L’Unità operativa di Oncologia di Montebelluna, diretta dal dr Giovanni Vicario con il fondamentale apporto della dr.ssa Michela Bortolin e del dr Ottaviano Tomassi, dimostra come l’eccellenza possa fiorire anche negli ospedali spoke, trasformando il reparto da luogo di sofferenza a spazio di benessere per i pazienti: 1389 pazienti quelli seguiti nel 2025 ai quali si sono aggiunte 320 persone che sono state prese in carico dopo la prima visita in Day Hospital oncologico. 3094 le visite di controllo effettuate sempre nel 2025 e 2613 le chemioterapie infusionali per 316 pazienti in trattamento attivo.
LE CURE
Un’assistenza a 360 gradi: l’ospedale che non ti lascia solo ma che grazie all’équipe di Montebelluna garantisce una presa in carico totale. Grazie ai GOM (Gruppi Oncologici Multidisciplinari), i medici dialogano costantemente con l’ospedale HUB di Treviso, assicurando le migliori cure in tempi rapidi.
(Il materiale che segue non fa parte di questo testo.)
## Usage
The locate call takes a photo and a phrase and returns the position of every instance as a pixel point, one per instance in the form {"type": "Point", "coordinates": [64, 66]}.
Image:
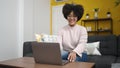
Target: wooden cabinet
{"type": "Point", "coordinates": [98, 26]}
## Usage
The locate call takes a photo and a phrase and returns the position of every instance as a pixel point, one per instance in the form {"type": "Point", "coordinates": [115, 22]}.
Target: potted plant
{"type": "Point", "coordinates": [117, 2]}
{"type": "Point", "coordinates": [96, 13]}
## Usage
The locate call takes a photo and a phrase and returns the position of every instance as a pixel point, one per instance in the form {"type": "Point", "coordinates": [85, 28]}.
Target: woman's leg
{"type": "Point", "coordinates": [64, 55]}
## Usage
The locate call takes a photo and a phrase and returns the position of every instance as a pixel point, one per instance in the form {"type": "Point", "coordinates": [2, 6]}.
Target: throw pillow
{"type": "Point", "coordinates": [93, 48]}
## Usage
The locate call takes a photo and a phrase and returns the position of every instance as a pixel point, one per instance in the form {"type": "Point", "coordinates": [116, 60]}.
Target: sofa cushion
{"type": "Point", "coordinates": [108, 44]}
{"type": "Point", "coordinates": [102, 61]}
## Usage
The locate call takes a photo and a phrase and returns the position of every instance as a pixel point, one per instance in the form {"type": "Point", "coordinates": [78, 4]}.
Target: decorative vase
{"type": "Point", "coordinates": [96, 15]}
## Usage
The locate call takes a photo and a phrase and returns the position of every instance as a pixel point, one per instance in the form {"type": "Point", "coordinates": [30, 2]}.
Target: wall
{"type": "Point", "coordinates": [8, 29]}
{"type": "Point", "coordinates": [19, 20]}
{"type": "Point", "coordinates": [36, 18]}
{"type": "Point", "coordinates": [104, 5]}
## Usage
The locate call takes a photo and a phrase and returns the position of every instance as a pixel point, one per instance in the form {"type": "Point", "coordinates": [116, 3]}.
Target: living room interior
{"type": "Point", "coordinates": [22, 19]}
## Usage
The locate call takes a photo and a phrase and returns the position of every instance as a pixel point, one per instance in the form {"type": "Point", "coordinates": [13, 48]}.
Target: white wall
{"type": "Point", "coordinates": [8, 29]}
{"type": "Point", "coordinates": [36, 18]}
{"type": "Point", "coordinates": [42, 16]}
{"type": "Point", "coordinates": [19, 20]}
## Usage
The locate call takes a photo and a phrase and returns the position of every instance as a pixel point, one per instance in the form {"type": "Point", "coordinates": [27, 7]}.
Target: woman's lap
{"type": "Point", "coordinates": [64, 55]}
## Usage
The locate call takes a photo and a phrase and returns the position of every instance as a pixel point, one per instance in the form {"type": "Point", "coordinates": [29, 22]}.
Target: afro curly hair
{"type": "Point", "coordinates": [78, 10]}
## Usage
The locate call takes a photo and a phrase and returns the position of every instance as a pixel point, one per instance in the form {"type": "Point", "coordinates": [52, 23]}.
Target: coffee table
{"type": "Point", "coordinates": [28, 62]}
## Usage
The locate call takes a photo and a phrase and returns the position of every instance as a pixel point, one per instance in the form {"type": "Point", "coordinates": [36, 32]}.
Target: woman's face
{"type": "Point", "coordinates": [72, 19]}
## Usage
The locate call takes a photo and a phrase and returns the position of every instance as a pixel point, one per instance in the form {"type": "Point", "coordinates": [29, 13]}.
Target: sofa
{"type": "Point", "coordinates": [109, 49]}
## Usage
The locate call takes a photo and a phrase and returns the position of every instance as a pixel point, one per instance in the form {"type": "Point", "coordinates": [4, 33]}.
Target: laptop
{"type": "Point", "coordinates": [47, 53]}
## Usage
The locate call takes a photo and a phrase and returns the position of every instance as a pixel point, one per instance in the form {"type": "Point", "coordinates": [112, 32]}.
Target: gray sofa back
{"type": "Point", "coordinates": [108, 44]}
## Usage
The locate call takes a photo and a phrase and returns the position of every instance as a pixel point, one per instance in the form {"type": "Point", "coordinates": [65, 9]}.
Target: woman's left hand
{"type": "Point", "coordinates": [72, 56]}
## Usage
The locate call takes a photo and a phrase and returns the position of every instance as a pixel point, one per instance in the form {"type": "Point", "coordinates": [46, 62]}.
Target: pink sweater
{"type": "Point", "coordinates": [73, 38]}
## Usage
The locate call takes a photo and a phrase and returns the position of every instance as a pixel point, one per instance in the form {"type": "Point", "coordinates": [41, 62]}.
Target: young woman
{"type": "Point", "coordinates": [73, 37]}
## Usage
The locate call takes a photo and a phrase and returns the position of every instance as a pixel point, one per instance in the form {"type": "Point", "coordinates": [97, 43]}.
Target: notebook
{"type": "Point", "coordinates": [47, 53]}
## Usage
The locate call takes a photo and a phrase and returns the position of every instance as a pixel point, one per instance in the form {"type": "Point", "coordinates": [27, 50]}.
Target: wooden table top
{"type": "Point", "coordinates": [28, 62]}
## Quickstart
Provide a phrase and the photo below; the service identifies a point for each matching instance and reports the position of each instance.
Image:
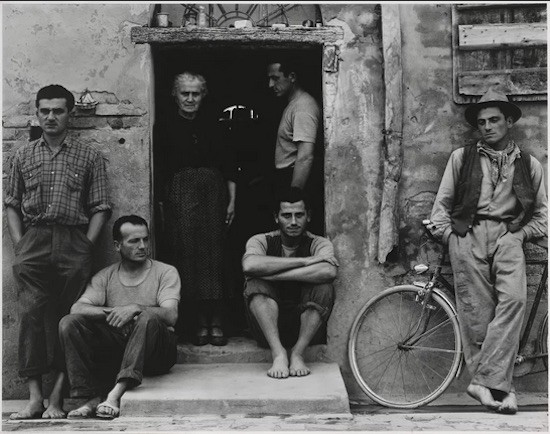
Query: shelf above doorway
(266, 37)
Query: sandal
(218, 339)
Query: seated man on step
(128, 309)
(491, 200)
(288, 291)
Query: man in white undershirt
(129, 308)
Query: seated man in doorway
(491, 200)
(288, 290)
(298, 154)
(130, 309)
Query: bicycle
(405, 346)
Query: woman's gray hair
(186, 77)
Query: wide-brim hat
(492, 98)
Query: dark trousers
(282, 179)
(292, 298)
(145, 347)
(52, 264)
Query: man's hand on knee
(119, 316)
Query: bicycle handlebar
(426, 223)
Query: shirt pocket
(75, 178)
(32, 175)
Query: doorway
(248, 115)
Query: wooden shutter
(499, 45)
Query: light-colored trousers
(491, 291)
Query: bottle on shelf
(202, 17)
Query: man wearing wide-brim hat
(490, 201)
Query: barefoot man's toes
(54, 411)
(483, 395)
(298, 367)
(33, 410)
(509, 404)
(279, 369)
(86, 410)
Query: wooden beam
(490, 36)
(474, 6)
(182, 35)
(512, 81)
(388, 237)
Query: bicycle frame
(426, 293)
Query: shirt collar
(67, 142)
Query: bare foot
(54, 411)
(86, 410)
(33, 410)
(108, 409)
(279, 369)
(298, 367)
(509, 404)
(483, 395)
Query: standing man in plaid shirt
(56, 204)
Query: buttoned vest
(468, 191)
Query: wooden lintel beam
(179, 35)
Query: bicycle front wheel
(402, 355)
(543, 340)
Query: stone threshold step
(237, 388)
(240, 350)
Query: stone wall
(88, 46)
(80, 47)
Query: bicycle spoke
(373, 353)
(443, 350)
(387, 365)
(428, 366)
(434, 329)
(397, 375)
(421, 372)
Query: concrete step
(240, 350)
(237, 388)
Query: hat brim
(471, 112)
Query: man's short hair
(291, 195)
(288, 65)
(133, 219)
(186, 77)
(55, 91)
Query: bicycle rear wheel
(410, 375)
(543, 340)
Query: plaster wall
(434, 126)
(99, 55)
(78, 46)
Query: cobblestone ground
(366, 418)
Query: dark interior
(238, 76)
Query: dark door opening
(237, 77)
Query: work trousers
(491, 290)
(52, 264)
(145, 347)
(292, 298)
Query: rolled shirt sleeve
(443, 204)
(15, 186)
(537, 227)
(98, 194)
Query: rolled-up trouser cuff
(128, 374)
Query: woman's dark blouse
(191, 143)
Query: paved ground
(531, 418)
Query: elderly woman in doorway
(199, 206)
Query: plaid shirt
(66, 187)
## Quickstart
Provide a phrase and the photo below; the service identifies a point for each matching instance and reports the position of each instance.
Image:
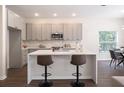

Ma non solo, anche con il territorio esiste una fitta rete di scambi:
UMANIZZAZIONE E NUOVE INIZIATIVE
Grazie alla collaborazione con la Fondazione Altre Parole ETS, il progetto “Esteticamente DH” offre ogni mese laboratori di estetica oncologica nei quali parrucchiere ed estetiste specializzate aiutano le donne a gestire gli effetti collaterali delle terapie, come la perdita dei capelli, regalando momenti di relax.“L’attività con la Fondazione Altre Parole si intensificherà presto con due nuove iniziative - annuncia il dr Vicario -. Uno sportello di educazione alimentare e un servizio di supporto psico-oncologico di gruppo, per migliorare ulteriormente la qualità della vita di chi affronta la malattia. L’obiettivo è rendere il percorso di cura non solo efficace dal punto di vista medico, ma umano e dignitoso in ogni sua fase. Vogliamo che ogni paziente si senta accolto e sostenuto, non solo come malato, ma come persona”, conclude.